Well, in Chronicles, that story went much more smoothly to make it appear seamless, and to emphasize important, common details. Solomon was appointed king, and his reign was long and peaceful, as God said it would be. Solomon did build the Temple, as commanded by God, but the Chronicles version makes David seem much more involved in the planning stages, including, as we will read tomorrow, provided complete plans for the Temple that he hands over to his son. This might be considered the story that a king would want to have told about himself if he commissioned someone to tell it, but the purpose, remember, is to assure the people of their foundations as the people of Judah, chosen by God to continue the line of David even after their return from exile.

King David was considered the standard for all kings, not because of his sinlessness, but because of his deep and abiding connection to the LORD despite his sinfulness. (Note however, that there is no mention of Bathsheba in the Chronicler’s story about David. Some of David’s transgressions have been whitewashed from our picture.)

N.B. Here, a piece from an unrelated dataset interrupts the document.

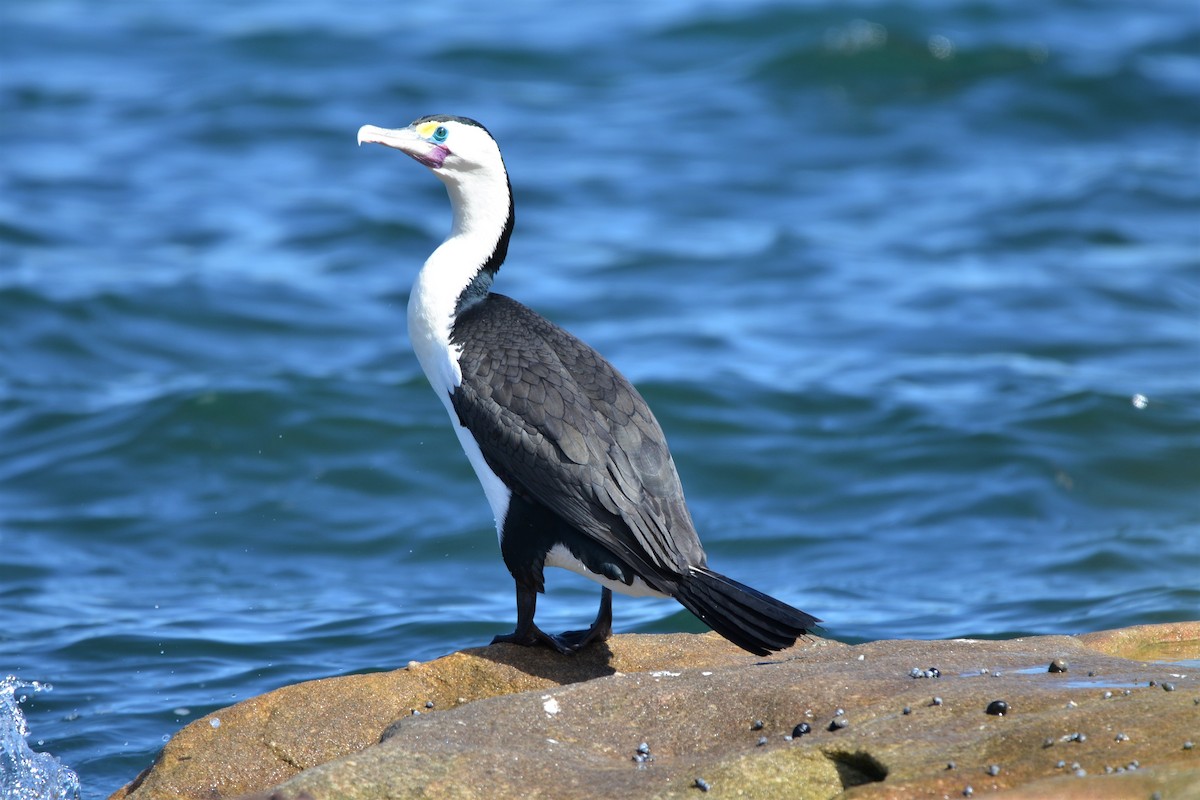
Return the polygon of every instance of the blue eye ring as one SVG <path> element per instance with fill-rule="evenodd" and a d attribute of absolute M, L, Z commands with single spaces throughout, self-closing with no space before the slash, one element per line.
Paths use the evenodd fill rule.
<path fill-rule="evenodd" d="M 446 141 L 446 137 L 449 135 L 450 131 L 446 130 L 446 126 L 439 125 L 437 130 L 433 132 L 433 136 L 431 138 L 438 144 L 441 144 L 442 142 Z"/>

We conclude today with yet another listing of names, and these are important. While we may not need to know individual names unless we plan to be Old Testament bible scholars (not me!!), the list includes these jobs:
            Levites, descendants of Moses—who attended to the work of the temple as gatekeepers (security), musicians (also considered to be prophetic), treasurers, officers and judges of the temple (money would be regularly given by those who visited, and gifts would be given in honor of God by visiting dignitaries as well). Their job was to attend to the priests and to provide all that the priests needed to conduct proper worship.
            Levites, Aaronite priests descended from the line of Moses’ brother—all these were the men assigned to actually enter the holiest of holy places in order to offer sacrifice to the LORD.

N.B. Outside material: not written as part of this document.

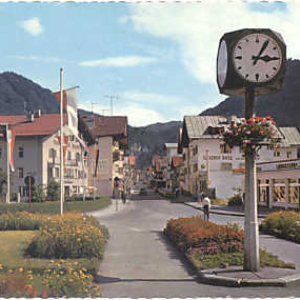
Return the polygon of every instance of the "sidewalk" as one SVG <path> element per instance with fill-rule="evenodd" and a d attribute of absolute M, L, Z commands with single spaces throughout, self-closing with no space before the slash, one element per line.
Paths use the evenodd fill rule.
<path fill-rule="evenodd" d="M 181 201 L 180 201 L 181 200 Z M 202 210 L 198 202 L 191 202 L 191 197 L 179 196 L 182 204 Z M 186 201 L 186 202 L 185 202 Z M 223 207 L 212 205 L 210 213 L 244 217 L 243 207 Z M 259 213 L 259 218 L 265 218 L 266 212 Z M 300 244 L 276 237 L 260 234 L 260 246 L 277 255 L 285 262 L 292 262 L 295 269 L 264 267 L 257 272 L 244 271 L 242 267 L 229 266 L 208 270 L 197 270 L 200 282 L 220 286 L 277 286 L 288 287 L 300 284 Z"/>

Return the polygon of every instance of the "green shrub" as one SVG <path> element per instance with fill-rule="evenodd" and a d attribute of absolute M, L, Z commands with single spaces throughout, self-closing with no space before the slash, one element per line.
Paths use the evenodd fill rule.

One major change to the responsibility of those who served the high priests was added to the list of requirements, however, and it speaks to the emphasis being placed on the legacy of David and the continuance of the House of David by those who had been exiled and left bereft: “They shall stand every morning, thanking and praising the LORD, and likewise at evening,” 1 Chronicles 23: 30

David also was reported as saying to his son Solomon “You will prosper if you are careful to observe the statutes and the ordinances that the LORD commanded Moses for Israel,” 1 Chronicles 22:13.  This is the crux of the story—obedience to the law handed down from the patriarch. Those who listened to this scroll being read out loud would remember also the importance of where they came from (remember that 1 Chronicles begins with the name “Adam”—the very first man recorded in scripture), and who they were to serve.

Success creates a bubble of self-sufficiency in ancient people as well as modern ones, a bubble that can edge God out. Chronicles attempts to remind people who may feel rudderless and without guidance after their exile about the history of their people in order for them to reclaim, to remember and to recommit to the ordinances, the worship and the care of the LORD who has saved them once again.